Too Many Cooks in the FDA Kitchen?

New Product: Margaret Hamburg and the FDA

In December 2011, long-standing tensions between the Food and Drug Administration and presidential cabinets came to a head: for the first time in its history, a cabinet member publicly ordered the FDA to retract a regulation when Secretary of Health and Human Services Kathleen Sibelius overruled the FDA’s decision to dispense contraceptive pills over the counter to women under 17.

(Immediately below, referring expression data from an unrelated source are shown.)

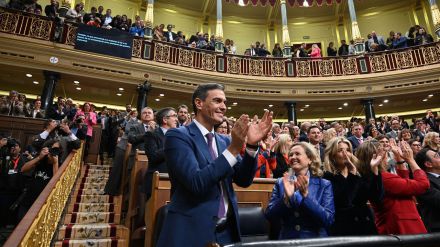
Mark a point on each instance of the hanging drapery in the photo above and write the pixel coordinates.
(291, 3)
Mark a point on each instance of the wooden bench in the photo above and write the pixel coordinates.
(136, 198)
(258, 194)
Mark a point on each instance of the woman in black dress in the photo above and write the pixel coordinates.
(354, 184)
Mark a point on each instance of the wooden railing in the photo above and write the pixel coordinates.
(32, 26)
(40, 222)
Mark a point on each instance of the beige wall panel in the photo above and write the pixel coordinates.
(244, 34)
(187, 24)
(383, 23)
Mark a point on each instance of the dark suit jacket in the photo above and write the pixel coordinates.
(308, 217)
(429, 205)
(195, 178)
(154, 149)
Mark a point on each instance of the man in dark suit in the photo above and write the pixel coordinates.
(169, 34)
(166, 118)
(137, 131)
(429, 203)
(202, 166)
(356, 139)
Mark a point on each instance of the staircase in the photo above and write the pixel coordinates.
(92, 218)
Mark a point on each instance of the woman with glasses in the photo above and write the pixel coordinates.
(354, 184)
(302, 200)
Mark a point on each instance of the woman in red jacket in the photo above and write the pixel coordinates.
(397, 213)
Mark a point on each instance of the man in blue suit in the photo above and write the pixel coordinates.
(202, 166)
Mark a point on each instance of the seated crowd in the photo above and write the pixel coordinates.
(327, 172)
(416, 35)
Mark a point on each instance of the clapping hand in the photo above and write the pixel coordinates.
(377, 159)
(302, 183)
(259, 129)
(351, 167)
(406, 151)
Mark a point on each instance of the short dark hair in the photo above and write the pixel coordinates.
(182, 106)
(312, 127)
(47, 122)
(201, 92)
(163, 113)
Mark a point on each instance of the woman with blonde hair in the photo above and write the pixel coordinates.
(432, 141)
(279, 155)
(397, 212)
(302, 200)
(354, 184)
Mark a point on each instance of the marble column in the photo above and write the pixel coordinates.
(51, 78)
(291, 111)
(287, 50)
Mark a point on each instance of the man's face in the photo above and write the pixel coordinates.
(213, 108)
(182, 115)
(147, 115)
(357, 131)
(171, 119)
(315, 135)
(434, 158)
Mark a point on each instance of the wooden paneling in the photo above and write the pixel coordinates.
(20, 128)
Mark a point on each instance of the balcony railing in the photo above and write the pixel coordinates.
(32, 26)
(38, 226)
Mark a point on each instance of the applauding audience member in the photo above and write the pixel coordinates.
(354, 184)
(302, 200)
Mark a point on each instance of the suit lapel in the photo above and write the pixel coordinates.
(199, 140)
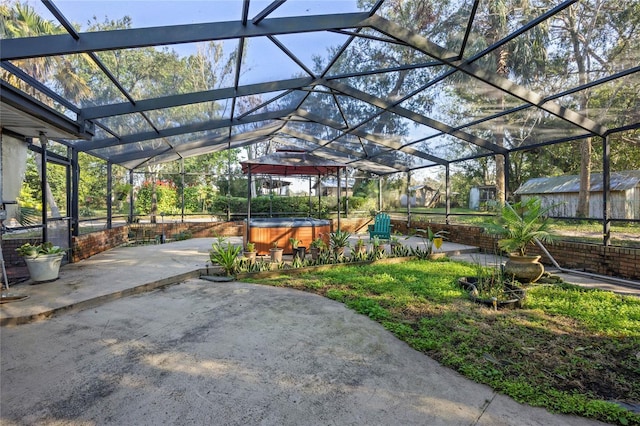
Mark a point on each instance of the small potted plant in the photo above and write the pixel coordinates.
(432, 241)
(43, 260)
(377, 246)
(250, 252)
(317, 246)
(276, 252)
(298, 251)
(339, 240)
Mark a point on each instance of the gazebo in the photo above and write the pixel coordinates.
(288, 163)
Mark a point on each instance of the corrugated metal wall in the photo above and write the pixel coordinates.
(623, 204)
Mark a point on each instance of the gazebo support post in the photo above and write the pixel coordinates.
(447, 185)
(248, 208)
(310, 203)
(319, 196)
(379, 193)
(131, 196)
(338, 192)
(346, 194)
(408, 199)
(507, 167)
(270, 196)
(75, 207)
(182, 190)
(109, 194)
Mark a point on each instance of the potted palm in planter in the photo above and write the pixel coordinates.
(226, 256)
(317, 246)
(339, 240)
(298, 251)
(276, 252)
(43, 260)
(519, 226)
(250, 252)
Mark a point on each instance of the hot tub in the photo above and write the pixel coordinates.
(264, 231)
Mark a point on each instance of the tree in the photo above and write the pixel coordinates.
(593, 38)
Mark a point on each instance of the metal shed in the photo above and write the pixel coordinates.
(562, 191)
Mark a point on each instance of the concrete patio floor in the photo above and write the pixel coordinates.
(220, 353)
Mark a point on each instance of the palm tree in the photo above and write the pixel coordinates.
(21, 20)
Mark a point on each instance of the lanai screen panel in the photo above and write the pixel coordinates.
(379, 82)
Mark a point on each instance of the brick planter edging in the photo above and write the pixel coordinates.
(622, 262)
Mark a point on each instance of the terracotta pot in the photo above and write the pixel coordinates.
(300, 252)
(315, 252)
(526, 269)
(276, 255)
(250, 255)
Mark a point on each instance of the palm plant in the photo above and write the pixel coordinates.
(226, 255)
(521, 225)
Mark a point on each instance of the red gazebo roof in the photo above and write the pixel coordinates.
(289, 163)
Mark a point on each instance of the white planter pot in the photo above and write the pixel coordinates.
(45, 267)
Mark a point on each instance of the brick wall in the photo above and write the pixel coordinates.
(85, 246)
(613, 261)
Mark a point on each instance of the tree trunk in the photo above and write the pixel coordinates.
(51, 202)
(585, 179)
(585, 147)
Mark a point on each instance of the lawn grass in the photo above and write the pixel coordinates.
(569, 349)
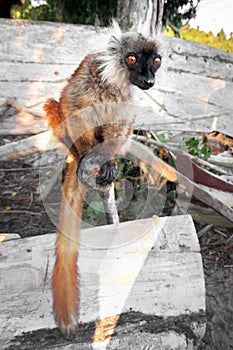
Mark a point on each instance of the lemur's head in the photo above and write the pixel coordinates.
(131, 58)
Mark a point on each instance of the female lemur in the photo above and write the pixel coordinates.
(86, 118)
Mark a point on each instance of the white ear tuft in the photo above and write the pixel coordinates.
(115, 29)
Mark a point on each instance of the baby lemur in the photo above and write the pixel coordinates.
(88, 118)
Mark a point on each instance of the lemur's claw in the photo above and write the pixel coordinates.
(94, 171)
(108, 173)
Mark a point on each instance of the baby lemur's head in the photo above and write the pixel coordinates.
(130, 58)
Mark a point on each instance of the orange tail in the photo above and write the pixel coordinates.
(65, 274)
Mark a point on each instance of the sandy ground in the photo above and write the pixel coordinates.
(20, 197)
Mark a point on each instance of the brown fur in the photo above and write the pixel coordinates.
(83, 116)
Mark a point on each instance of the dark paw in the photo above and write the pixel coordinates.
(93, 170)
(107, 173)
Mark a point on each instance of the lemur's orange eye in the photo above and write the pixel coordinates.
(131, 59)
(157, 62)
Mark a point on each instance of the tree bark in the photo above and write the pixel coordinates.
(143, 16)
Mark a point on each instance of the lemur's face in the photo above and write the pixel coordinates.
(142, 66)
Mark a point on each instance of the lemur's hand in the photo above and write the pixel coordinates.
(94, 170)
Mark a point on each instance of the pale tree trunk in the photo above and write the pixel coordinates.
(144, 16)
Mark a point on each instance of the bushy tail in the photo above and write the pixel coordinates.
(54, 116)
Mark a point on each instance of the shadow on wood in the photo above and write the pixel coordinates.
(142, 285)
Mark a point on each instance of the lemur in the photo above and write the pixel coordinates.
(87, 117)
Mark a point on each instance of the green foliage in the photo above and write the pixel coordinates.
(197, 147)
(47, 12)
(177, 12)
(220, 41)
(76, 11)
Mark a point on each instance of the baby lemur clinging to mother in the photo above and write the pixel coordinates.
(87, 118)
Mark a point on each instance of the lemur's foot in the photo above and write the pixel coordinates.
(94, 170)
(107, 174)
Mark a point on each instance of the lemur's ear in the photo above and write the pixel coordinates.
(115, 29)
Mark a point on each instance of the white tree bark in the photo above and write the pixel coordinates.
(143, 16)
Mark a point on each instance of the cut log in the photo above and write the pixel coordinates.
(142, 285)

Secretary of Health and Human Services Kathleen Sibelius (left), with FDA Commissioner Margaret Hamburg

FDA Commissioner Margaret Hamburg stood behind her decision as “reflect[ive of] a body of scientific findings,” but Sibelius had a different appraisal of the same information: “I have concluded that the data […] do not conclusively establish that Plan B One-Step should be made available over the counter for all girls of reproductive age.”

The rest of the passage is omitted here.